11 thoughts on “3 Quotes Challenge & Bookish Memories | The Lovely Bones by Alice Sebold

  1. I love this book! I bought it a long time ago and was looking at it in Asda and a woman I’d never met came up to me and said “you have to buy that book” so I did!!! It touches me on a very personal level too. I’ve read her other books but didn’t like any of them except this one. Good quote choice x

  2. I adored this book too. I bought it because of the hype and all I could think of for weeks after it was of her hearing her mother’s voice getting panicky as she called for her to come in. And now those chills are back. I read ‘Lucky’ soon after and was so in awe of her strength. Haven’t seen the movie, I’m not sure if it’s just that I don’t think I could take some of the scenes or that I’d be afraid I’d be disappointed but I don’t think I will watch it.

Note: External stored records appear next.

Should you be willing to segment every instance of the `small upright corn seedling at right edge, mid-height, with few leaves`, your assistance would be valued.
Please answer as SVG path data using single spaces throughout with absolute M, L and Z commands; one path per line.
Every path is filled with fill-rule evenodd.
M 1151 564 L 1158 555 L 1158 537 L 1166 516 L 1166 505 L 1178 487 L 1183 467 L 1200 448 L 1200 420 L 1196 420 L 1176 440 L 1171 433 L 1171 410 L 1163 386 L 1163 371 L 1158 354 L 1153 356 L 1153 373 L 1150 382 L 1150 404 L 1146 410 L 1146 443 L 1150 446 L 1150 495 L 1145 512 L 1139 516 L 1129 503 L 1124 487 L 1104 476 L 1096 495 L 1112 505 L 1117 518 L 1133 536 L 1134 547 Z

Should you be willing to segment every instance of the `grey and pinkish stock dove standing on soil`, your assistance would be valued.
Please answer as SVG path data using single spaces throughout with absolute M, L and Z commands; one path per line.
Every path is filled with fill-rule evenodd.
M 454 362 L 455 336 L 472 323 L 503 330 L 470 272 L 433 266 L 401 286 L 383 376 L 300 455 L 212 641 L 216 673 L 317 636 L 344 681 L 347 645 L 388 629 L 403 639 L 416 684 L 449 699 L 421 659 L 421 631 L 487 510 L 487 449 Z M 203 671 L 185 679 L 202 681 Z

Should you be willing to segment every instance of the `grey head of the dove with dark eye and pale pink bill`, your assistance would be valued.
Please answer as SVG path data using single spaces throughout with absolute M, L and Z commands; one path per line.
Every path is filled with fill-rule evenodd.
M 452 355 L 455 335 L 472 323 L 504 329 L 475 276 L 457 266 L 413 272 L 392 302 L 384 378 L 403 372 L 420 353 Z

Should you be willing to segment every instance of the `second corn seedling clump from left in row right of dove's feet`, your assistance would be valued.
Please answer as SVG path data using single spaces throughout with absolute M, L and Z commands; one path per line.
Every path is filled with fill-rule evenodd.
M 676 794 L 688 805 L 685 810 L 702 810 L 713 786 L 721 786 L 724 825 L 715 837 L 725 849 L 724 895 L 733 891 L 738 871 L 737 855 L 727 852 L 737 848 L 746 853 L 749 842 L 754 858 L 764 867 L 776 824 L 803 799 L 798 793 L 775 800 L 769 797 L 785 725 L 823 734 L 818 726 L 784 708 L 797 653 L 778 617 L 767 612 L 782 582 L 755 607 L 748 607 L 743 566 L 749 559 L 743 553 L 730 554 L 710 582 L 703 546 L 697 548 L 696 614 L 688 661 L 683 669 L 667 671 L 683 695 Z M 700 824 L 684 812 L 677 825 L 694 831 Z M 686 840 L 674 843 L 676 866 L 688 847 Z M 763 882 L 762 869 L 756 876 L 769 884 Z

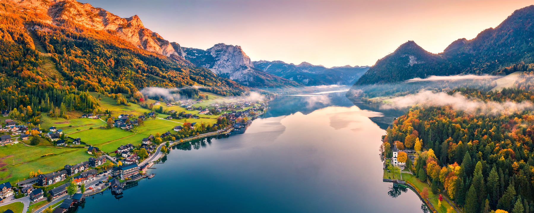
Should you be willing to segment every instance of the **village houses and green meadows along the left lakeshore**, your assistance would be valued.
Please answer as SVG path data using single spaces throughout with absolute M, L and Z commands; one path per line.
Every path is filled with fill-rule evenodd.
M 240 134 L 241 129 L 246 129 L 267 108 L 265 102 L 245 100 L 181 100 L 164 102 L 164 106 L 162 101 L 148 102 L 151 103 L 147 104 L 147 110 L 141 105 L 135 110 L 106 109 L 109 112 L 107 114 L 81 114 L 80 117 L 69 120 L 97 122 L 98 126 L 86 125 L 86 129 L 58 125 L 57 122 L 45 128 L 42 128 L 46 125 L 44 123 L 20 124 L 20 121 L 11 118 L 10 111 L 2 111 L 2 117 L 9 118 L 4 118 L 3 122 L 0 120 L 0 151 L 31 148 L 53 151 L 55 148 L 66 150 L 65 154 L 76 152 L 76 157 L 59 158 L 62 153 L 53 151 L 37 160 L 62 159 L 65 163 L 61 169 L 50 171 L 46 168 L 28 168 L 29 176 L 22 174 L 22 179 L 13 181 L 11 178 L 11 181 L 6 181 L 2 178 L 0 206 L 2 203 L 22 201 L 28 212 L 40 212 L 62 200 L 61 204 L 50 211 L 67 212 L 84 202 L 87 195 L 106 189 L 121 194 L 127 183 L 154 177 L 155 174 L 149 173 L 149 169 L 169 153 L 170 146 L 205 136 Z M 112 116 L 115 113 L 120 114 Z M 155 131 L 152 131 L 154 128 Z M 116 134 L 117 138 L 102 139 L 100 132 Z M 115 148 L 111 148 L 111 145 Z M 81 149 L 84 150 L 83 154 Z M 13 152 L 15 150 L 10 153 Z M 83 160 L 82 156 L 88 157 Z M 9 168 L 10 164 L 6 164 L 4 166 Z M 20 177 L 21 174 L 17 175 Z M 69 190 L 70 185 L 75 185 L 74 192 Z

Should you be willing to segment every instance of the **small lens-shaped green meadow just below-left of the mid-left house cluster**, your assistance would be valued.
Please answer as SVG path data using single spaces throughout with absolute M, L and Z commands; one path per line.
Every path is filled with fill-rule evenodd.
M 111 141 L 119 140 L 123 137 L 128 137 L 130 135 L 133 135 L 133 133 L 126 132 L 121 128 L 95 128 L 69 134 L 68 136 L 73 138 L 79 137 L 81 138 L 82 142 L 100 148 L 101 145 Z

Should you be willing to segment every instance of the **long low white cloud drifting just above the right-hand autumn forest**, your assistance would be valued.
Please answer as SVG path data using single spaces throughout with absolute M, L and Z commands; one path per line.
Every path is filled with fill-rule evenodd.
M 450 105 L 454 110 L 462 110 L 467 113 L 481 113 L 481 114 L 509 114 L 520 112 L 528 109 L 534 109 L 532 102 L 495 102 L 482 100 L 468 99 L 460 93 L 449 95 L 444 92 L 435 93 L 432 91 L 421 91 L 417 94 L 396 97 L 388 100 L 390 103 L 381 106 L 381 109 L 392 108 L 407 108 L 415 104 L 430 105 L 430 106 L 444 106 Z

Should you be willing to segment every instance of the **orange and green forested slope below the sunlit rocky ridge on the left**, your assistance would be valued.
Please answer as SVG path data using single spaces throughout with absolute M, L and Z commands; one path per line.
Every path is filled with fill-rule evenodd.
M 0 11 L 0 110 L 30 106 L 44 112 L 64 103 L 68 110 L 92 111 L 97 102 L 87 91 L 135 94 L 147 86 L 198 85 L 239 95 L 245 89 L 176 55 L 133 46 L 112 31 L 62 18 L 52 22 L 13 1 L 0 3 Z

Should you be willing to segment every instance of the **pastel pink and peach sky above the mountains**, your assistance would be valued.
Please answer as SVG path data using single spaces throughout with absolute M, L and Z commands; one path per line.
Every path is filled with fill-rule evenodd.
M 408 40 L 443 52 L 496 27 L 532 1 L 122 1 L 78 0 L 128 18 L 170 42 L 207 49 L 239 45 L 253 61 L 325 67 L 373 65 Z

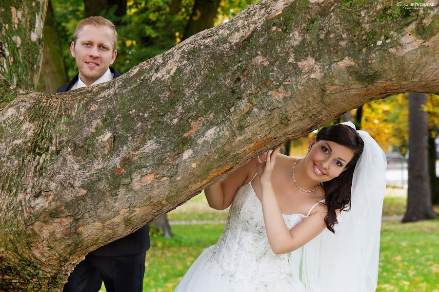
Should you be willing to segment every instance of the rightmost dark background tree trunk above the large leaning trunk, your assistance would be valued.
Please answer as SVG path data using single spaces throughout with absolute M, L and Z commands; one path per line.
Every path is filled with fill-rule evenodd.
M 182 40 L 211 28 L 217 17 L 218 7 L 220 7 L 220 0 L 195 0 Z

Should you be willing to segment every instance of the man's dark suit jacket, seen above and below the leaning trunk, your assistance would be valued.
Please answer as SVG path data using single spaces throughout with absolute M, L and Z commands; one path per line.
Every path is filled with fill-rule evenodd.
M 120 73 L 110 67 L 110 71 L 114 74 L 113 78 L 119 77 Z M 69 91 L 78 81 L 79 74 L 76 74 L 69 82 L 61 86 L 57 92 Z M 149 226 L 145 225 L 136 232 L 104 245 L 97 250 L 91 252 L 94 256 L 128 256 L 140 254 L 149 249 Z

    • I’ve avoided the movie too. I saw an ad for it when it first came out and it looked awful – too far removed from the novel for me to want to see it. I very rarely watch movies of books I’ve loved though as I much prefer the characters to be how they are in my head. I read Lucky after The Lovely Bones too – I admired her so much for sharing all that she did.

      • When I saw it was Saoirse Ronan doing it I was happy enough, but then when I saw the hippy dippy clips I was glad I wasn’t going to watch it (and I never really was, I’d find it too harrowing)

  3. I have never read this book, but I have thought about it because it is probably one I would enjoy. I have seen the movie and while I don’t know how it holds up against the book, I do remember a scene where the entire audience of probably 200+ people were holding their breath. We all exhaled at the same time and then started laughing, mostly with relief, I think, as the previous scene had been so tense.

    • I’ve not seen the movie purely because I loved the book so much but I’ve heard a lot of good things about it since I posted this so I might give it a go. For me, the book has a lot more depth to it than I was expecting and it really resonated with me, it’s definitely one I’d recommend. I hope you enjoy it if you decide to read it.

  4. I adored this book. I read it in French a few years back and it stayed with me long after I finished it. I watched the movie but it lacked the depth of the book. Lucky is on my TBR, I have heard good things about it.